Clustering and High Availability – What’s the difference?
In the KEMP LoadMaster world, High Availability (HA) is used to describe the scenario where two LoadMaster appliances are deployed in an active-passive configuration (a HA Pair) where the passive appliance will become active if the currently active appliance fails. This approach provides resilience against failure of a single appliance but as one appliance in the HA-Pair is idle, the maximum throughput is the capacity of a single LoadMaster. In contrast, in a cluster all appliances are actively processing traffic which means the throughput is an aggregate of the capacity of member appliances.
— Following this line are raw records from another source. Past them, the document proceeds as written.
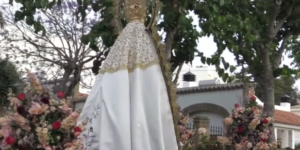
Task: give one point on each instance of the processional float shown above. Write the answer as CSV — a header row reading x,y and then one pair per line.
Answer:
x,y
131,103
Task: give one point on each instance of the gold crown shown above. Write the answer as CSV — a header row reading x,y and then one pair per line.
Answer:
x,y
135,10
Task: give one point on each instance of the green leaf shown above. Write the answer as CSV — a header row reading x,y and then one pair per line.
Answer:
x,y
221,2
203,60
44,3
30,20
232,68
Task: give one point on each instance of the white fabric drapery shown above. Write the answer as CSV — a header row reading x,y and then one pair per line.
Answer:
x,y
128,107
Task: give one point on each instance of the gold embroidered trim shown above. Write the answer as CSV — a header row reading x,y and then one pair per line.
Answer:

A cluster will also provide resilience in the case of a member failure as remaining nodes will continue to provide service. So which approach is better? There is no simple answer to this question as each deployment scenario will have differing requirements for growth and sustained capacity in the event of failure. In general, HA is appropriate for environments that require resilience and preservation of capacity while clustering offers resilience plus the capability to accommodate very large workloads and to grow to meet application demands.